Hands up if you think Morrissey
is a lyrical genius!
Hands up if you think he’s a bit
of a twat?
Hands up if you think he is both!
It can’t just be me.
I used to loathe The Smiths. Within
seconds of hearing them my stomach would twist and my stress levels would rise.
They just offended me on a primal level.
And then one day when one of
their songs was playing in the background I had to admit to myself that there
was nothing wrong with them.
In fact they were very good.
Better than good.
I just had a chip on my shoulder
about their fans.
Not even all of them as how could
I know all of them.
I just had a particular dislike
for the majority that I did know.
It was a class issue. There’s no
doubt about that, and I wore those issues on my sleeve a bit too blatantly.
At the time there was a very
obvious divide between the unemployed/working classes and the middle classes
that seemed to be doing just fine.
Thatcher was kicking at our
fingers as we tried to maintain a grip on the bottom rung, and then seemingly
rubbing our faces in it was these perceived affluent types who to a man, and
woman, was a Smiths fan.
That was my limited experience of
the world I existed in. The class war of them and us was a tactile reality and I
was allowing my rage at circumstances beyond my control to cloud my judgement.
I couldn’t hear The Smiths
without it triggering something that I wouldn’t have admitted existed within
me.
I was drawing parallels where none
existed.
I was the stereotypical angry
young man with my finger hovering over a self destruct button.

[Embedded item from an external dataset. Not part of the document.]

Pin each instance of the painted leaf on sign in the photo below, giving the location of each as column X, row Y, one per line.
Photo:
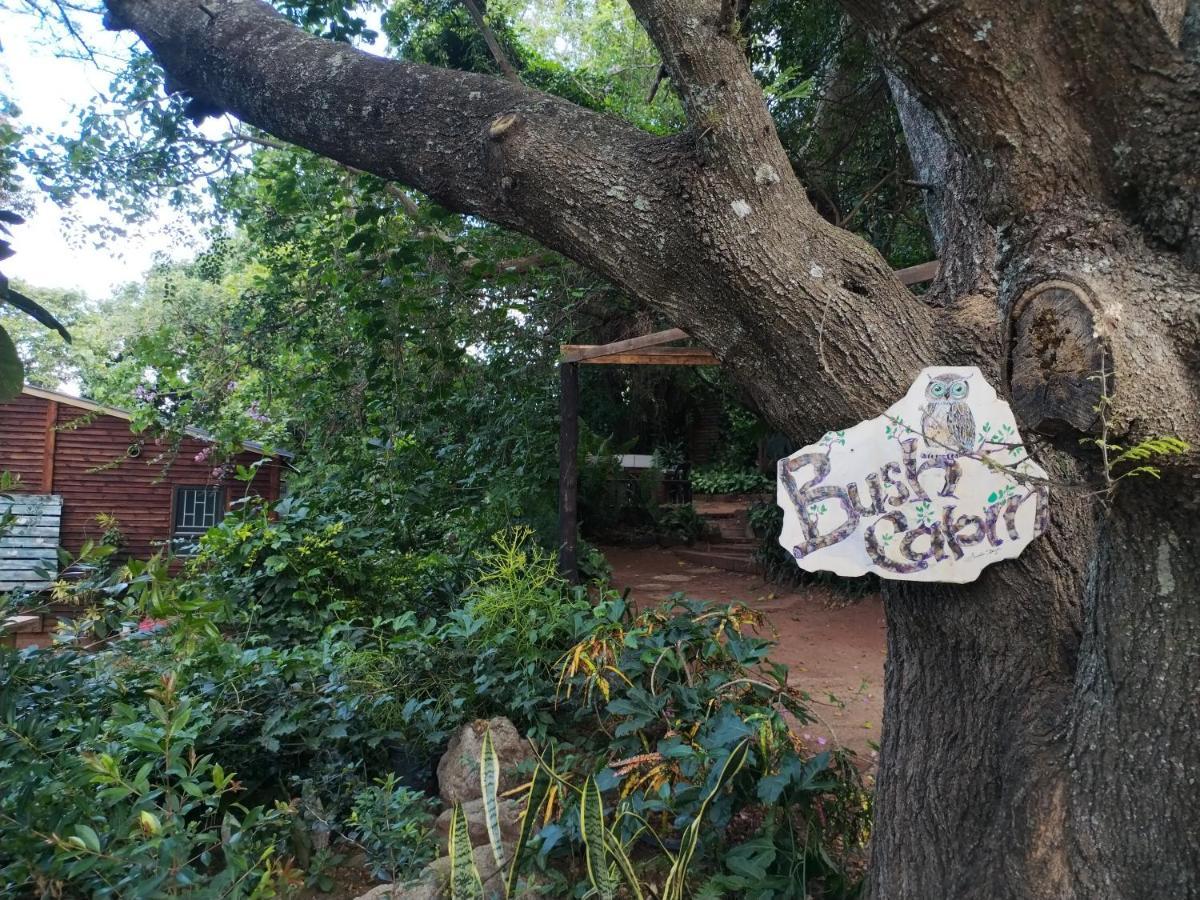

Thankfully rationality comes with
maturity, or it should do.
I can now clearly see how
misplaced my loathing was, and not just for the band, but for the people who I
had cast as villains in a story that neither they nor I had penned.
Since then it is a regret that I
never seen the Smiths, but I do have a few Morrissey gigs under my belt.
All extremely enjoyable affairs
it has to be said.
I have become a bit of an
aficionado if truth be told, but even with this ongoing love affair with the
music of The Smiths and Morrissey, I just can’t get on board with Morrissey and
his click bait persona.
He bores me with his Katie
Hopkins styled need to be a contrarian.
I have similar feelings about
John Lydon.
Both Lydon and Morrissey appear
to have lost themselves in artistic creations and off stage and outside of the
studio they offer little more than contentious sound-bites to attract the media
spotlight.
Ever get the feeling you have
been cheated works on so many levels when they open their mouths and troll the
world.
But what is the point of all this
rambling about my love/hate relationship with Steven Patrick Morrissey?
Well it’s all just the lead in to
mentioning the forthcoming biopic England is Mine.
Thankfully it focuses on his
early years when he was just an apprentice contrarian so I can take some
pleasure in knowing that when I go to see it that it probably isn’t going to be
a chunk of my day spent listening to Jack Lowden berate everyone that has ever walked
past a Burger King as being complicit in an act of genocide.
Well it better bloody well not be.
If it is then I will have to write
a very strongly worded review about it.
If it is just over an hour and a half
of the actor portraying Morrissey declaring his undying love for The New York Dolls
that will of course be totally acceptable to me.